Additionally, if you know someone who is living alone or is under particularly stringent recommendations due to living in a retirement community or being symptomatic, please reach out to them from time to time. Those who were already feeling isolated are prone to feeling more isolated, alone, and even abandoned. If you are the person who is experiencing such feelings, being the first person to reach out to someone else is an essential first step to interrupting these emotions and preventing the onset of depressive symptoms. If you don’t have anyone you feel you can reach out to, this would be an opportune time to take advantage of the many professional resources available to you and seek the support of a mental health clinician.

  1. Harness the power of positive thinking

Much of my work with clients involves incorporating positive thinking into their daily lives. There are times in life when thinking positively can seem nearly impossible. For many of us, this may feel like one of those times. I am not suggesting that we should avoid looking at our current situation realistically. In fact, I am a huge proponent of acceptance of the situation exactly as it is. You might say to yourself, “This is terrible.” In this case, you would be absolutely right!  Coming to terms with our current reality is a critical exercise. It is even more imperative to recognize that things are constantly changing and the situation as it is right now, will also change. This is where you can learn to harness the power of positive thinking.
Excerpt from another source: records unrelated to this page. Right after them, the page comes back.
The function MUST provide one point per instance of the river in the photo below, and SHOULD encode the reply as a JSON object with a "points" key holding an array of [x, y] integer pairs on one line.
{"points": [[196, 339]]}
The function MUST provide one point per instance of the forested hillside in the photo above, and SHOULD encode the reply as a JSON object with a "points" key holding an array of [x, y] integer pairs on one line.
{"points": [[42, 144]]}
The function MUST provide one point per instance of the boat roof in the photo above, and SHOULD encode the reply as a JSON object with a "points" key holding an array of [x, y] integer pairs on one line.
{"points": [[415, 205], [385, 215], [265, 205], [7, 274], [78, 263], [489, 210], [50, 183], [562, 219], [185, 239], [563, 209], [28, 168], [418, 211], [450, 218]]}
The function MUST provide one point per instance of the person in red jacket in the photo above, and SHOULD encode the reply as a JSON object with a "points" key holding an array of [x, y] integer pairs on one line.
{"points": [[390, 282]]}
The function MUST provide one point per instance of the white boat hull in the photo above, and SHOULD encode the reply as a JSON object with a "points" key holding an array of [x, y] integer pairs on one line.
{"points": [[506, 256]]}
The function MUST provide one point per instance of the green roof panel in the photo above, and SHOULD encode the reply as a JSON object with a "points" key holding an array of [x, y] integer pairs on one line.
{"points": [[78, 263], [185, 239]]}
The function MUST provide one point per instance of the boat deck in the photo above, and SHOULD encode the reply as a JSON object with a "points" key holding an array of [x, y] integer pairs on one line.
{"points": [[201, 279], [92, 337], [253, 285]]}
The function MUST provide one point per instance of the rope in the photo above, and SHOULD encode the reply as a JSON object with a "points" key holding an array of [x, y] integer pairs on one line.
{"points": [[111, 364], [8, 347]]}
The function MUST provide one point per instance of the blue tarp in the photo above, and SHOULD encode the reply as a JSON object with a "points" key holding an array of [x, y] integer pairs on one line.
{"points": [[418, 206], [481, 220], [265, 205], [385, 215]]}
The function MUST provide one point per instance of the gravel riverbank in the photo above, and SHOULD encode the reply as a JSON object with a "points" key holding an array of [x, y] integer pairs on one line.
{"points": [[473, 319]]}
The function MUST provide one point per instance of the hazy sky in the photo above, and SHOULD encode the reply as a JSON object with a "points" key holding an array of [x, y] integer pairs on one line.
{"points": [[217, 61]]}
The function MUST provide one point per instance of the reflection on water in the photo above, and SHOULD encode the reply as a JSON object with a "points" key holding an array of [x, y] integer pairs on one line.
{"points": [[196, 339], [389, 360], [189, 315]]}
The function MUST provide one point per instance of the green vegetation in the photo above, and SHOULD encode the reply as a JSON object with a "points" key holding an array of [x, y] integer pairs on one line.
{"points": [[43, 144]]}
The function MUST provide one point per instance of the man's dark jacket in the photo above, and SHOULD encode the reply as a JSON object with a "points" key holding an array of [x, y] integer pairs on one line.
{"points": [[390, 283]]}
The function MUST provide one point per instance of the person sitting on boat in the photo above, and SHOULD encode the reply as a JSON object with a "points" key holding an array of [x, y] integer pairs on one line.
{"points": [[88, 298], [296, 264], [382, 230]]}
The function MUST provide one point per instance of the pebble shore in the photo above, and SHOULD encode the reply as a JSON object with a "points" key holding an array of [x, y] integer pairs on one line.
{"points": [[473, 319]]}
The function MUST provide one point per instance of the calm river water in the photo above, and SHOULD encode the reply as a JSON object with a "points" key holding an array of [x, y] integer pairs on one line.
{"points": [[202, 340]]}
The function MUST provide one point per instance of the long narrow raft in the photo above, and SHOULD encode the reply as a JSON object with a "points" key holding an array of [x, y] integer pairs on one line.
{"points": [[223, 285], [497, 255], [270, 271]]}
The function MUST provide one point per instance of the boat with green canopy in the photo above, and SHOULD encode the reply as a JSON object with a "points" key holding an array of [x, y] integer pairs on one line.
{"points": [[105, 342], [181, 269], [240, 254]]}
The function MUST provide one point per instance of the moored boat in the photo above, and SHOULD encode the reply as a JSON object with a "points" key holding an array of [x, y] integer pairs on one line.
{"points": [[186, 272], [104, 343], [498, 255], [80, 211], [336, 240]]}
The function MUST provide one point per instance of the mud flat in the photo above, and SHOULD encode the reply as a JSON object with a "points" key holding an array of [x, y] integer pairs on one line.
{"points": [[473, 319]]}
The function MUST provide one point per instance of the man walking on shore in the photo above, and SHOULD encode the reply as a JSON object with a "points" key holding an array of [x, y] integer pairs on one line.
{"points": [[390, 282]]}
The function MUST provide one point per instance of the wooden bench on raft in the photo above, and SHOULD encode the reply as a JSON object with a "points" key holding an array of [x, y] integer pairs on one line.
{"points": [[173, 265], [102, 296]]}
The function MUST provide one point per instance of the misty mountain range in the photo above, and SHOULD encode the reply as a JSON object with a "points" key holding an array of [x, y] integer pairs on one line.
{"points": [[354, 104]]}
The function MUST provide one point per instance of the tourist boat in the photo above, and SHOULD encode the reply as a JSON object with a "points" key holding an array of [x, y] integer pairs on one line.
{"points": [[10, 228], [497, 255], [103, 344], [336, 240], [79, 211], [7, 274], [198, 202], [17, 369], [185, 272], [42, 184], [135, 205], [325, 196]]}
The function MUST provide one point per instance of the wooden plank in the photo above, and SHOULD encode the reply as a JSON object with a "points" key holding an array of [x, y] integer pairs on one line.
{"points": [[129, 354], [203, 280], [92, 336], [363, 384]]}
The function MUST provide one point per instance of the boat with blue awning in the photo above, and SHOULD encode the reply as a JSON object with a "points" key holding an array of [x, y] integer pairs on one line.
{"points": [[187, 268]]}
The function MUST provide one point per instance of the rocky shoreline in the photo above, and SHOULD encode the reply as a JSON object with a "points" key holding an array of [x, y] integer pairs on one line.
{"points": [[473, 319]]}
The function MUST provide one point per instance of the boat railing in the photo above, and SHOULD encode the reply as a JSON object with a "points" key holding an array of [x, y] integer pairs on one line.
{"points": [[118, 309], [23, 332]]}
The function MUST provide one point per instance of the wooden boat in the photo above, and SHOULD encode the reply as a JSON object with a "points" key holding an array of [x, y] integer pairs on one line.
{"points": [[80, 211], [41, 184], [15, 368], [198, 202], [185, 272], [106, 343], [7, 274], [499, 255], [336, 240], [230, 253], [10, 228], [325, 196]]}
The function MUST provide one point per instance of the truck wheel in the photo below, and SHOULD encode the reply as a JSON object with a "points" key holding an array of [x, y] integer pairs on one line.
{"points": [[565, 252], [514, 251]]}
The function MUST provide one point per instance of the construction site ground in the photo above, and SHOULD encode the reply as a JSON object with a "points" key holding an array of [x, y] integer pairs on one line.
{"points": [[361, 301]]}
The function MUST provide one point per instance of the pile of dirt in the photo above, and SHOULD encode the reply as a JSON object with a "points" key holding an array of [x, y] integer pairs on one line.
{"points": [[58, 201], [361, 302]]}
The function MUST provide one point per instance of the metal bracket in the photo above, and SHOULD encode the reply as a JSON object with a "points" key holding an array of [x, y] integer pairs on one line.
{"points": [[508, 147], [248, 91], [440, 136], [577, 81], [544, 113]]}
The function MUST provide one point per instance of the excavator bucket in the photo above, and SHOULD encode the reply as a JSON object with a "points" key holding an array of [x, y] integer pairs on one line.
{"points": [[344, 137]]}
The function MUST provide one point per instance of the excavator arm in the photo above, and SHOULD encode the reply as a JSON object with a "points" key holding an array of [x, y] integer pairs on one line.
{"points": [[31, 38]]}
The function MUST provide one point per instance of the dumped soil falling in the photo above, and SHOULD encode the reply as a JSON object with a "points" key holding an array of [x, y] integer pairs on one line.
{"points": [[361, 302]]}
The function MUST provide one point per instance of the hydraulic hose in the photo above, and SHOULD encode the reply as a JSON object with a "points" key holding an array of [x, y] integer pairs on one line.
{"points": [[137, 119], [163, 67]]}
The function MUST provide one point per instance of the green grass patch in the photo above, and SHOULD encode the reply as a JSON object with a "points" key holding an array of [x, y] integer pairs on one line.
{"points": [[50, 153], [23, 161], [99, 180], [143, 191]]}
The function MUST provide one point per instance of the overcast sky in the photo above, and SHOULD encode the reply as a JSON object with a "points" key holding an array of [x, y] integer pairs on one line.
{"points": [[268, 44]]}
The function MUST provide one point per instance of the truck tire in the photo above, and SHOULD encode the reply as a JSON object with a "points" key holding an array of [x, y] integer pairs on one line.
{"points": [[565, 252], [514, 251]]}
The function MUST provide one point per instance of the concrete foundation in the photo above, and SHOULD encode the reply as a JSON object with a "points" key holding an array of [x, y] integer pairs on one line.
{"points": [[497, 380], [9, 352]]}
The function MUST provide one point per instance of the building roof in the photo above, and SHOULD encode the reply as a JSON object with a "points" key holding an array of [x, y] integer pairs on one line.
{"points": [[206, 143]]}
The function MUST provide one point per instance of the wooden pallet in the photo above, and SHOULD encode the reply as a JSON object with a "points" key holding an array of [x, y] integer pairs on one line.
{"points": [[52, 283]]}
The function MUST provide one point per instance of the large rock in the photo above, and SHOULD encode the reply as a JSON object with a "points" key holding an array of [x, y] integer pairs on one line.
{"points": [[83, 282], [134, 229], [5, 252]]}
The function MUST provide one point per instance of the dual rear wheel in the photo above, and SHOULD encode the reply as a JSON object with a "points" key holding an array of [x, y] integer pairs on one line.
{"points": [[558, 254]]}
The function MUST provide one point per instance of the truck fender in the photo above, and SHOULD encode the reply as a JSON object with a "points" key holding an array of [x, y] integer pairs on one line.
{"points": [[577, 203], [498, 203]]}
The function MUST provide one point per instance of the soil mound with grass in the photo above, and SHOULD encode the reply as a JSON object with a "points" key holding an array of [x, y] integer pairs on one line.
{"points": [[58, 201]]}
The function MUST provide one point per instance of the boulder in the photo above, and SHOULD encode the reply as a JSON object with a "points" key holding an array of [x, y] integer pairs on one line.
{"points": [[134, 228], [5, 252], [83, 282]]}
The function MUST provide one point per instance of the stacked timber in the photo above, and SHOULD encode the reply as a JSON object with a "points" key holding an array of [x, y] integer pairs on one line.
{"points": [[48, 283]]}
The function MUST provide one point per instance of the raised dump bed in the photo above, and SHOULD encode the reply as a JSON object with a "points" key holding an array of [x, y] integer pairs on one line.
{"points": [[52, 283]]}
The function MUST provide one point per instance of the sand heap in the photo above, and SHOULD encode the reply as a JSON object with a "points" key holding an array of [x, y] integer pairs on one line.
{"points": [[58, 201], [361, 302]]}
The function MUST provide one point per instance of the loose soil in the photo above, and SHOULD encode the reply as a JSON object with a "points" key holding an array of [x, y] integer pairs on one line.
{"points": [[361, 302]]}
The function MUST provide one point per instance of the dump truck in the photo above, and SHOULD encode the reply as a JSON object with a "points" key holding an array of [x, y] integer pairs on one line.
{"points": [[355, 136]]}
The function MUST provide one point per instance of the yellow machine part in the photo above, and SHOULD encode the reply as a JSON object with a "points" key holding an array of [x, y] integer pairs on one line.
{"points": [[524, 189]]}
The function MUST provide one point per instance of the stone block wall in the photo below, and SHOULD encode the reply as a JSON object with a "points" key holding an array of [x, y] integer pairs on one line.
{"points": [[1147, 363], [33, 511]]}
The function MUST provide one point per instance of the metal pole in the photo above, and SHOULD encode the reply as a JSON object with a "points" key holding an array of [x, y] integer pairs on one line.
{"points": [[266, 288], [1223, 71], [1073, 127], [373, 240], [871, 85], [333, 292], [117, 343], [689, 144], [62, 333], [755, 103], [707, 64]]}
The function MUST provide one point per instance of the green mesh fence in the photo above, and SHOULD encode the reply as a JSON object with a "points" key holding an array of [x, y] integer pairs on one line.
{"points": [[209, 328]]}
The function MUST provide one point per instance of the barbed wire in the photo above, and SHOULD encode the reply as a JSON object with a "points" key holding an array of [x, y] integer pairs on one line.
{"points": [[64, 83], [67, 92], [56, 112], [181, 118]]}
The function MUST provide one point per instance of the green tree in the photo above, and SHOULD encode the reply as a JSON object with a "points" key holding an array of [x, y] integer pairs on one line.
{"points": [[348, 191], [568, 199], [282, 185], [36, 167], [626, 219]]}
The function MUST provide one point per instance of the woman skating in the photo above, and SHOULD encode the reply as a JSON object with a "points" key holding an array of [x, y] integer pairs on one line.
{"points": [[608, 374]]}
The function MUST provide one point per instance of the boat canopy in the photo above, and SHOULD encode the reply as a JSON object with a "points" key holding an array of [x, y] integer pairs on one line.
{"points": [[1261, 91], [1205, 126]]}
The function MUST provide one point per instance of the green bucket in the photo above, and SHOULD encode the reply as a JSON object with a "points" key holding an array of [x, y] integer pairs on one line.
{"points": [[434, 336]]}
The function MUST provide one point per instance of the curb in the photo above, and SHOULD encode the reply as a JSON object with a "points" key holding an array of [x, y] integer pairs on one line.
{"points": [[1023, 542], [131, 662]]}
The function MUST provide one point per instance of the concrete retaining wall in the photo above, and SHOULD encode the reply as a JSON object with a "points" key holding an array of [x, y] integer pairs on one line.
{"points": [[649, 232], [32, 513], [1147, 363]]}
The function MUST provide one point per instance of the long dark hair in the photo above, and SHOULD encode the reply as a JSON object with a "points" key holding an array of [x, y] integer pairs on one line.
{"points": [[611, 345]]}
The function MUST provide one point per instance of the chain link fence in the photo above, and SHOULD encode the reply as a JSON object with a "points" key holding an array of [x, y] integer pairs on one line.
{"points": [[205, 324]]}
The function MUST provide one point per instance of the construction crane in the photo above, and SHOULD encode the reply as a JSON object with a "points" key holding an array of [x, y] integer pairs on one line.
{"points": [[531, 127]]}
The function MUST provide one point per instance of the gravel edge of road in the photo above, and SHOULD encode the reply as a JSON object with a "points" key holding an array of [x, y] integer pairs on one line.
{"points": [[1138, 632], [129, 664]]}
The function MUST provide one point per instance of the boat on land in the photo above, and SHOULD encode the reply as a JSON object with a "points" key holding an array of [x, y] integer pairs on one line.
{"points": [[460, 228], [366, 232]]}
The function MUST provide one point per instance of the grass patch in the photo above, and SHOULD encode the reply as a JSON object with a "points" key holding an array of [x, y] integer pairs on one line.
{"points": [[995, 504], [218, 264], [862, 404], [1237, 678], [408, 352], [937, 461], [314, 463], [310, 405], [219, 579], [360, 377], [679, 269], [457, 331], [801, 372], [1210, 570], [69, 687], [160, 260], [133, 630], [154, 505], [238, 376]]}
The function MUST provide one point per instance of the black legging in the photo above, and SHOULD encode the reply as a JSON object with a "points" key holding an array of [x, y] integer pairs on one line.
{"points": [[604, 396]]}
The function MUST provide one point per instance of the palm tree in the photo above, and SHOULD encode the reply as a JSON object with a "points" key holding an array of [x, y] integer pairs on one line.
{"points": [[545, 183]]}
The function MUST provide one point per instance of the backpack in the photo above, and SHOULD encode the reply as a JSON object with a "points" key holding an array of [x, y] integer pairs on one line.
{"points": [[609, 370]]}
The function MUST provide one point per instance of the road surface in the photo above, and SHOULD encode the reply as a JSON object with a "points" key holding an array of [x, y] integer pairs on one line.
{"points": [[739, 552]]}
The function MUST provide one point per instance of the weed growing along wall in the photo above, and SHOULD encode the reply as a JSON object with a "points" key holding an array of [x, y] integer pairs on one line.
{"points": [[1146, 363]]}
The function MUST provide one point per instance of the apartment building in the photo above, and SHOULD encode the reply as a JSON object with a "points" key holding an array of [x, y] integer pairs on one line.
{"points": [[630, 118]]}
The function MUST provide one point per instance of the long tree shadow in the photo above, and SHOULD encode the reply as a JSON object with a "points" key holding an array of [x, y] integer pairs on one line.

It is okay to be scared, angry, restless, and frustrated. This situation may call for any of those feelings at any given moment. The best thing you can do is acknowledge you are feeling that way, and give yourself permission to feel it fully, no matter how uncomfortable it may be. The next step after feeling the emotion fully is absolutely crucial. Commit to yourself that you will not stay there with that negative emotion. Tell yourself that you will not remain in that place of fear, anger, restlessness or frustration. In your mind, you may list all the reasons that justify that the situation is absolutely awful. When you find yourself doing that,  counter those thoughts with the things you still have to be grateful for even in trying times. For every negative feeling or thought, counter it with something positive. This will keep you from falling into a pattern of negative-thinking which can lead to more persistent issues relating to anxiety and depression. There is always something for which we can be grateful even when it seems like a complete stretch. Reach for that thing and hold it. Let it be your shield from the things that are not always going your way.

A practical way to jump start positive thinking is to keep a gratitude journal. You can take a few moments each day to write down three things you are grateful for. There is added benefit to doing this in the morning in order to begin the day from a place of positivity. You can re-read those three things again before bed to help offset any negative feelings that may have come up throughout the day.

A final note

We will always be faced with problems in our lives. Usually, these problems affect us individually at varying times, but our experiences are universal. Right now we are facing a big problem together. Your worry at this time is shared by many. Your hope is shared by many also. My hope is that you may find comfort in that. Someone in the world is feeling exactly what you are feeling right now, no matter what that feeling may be. Please remember that whatever you feel at this moment is absolutely okay. If the tips provided in this post do not help to alleviate some of the stress around the present circumstance, please reach out for support. There is so much available. We will all get through this, together.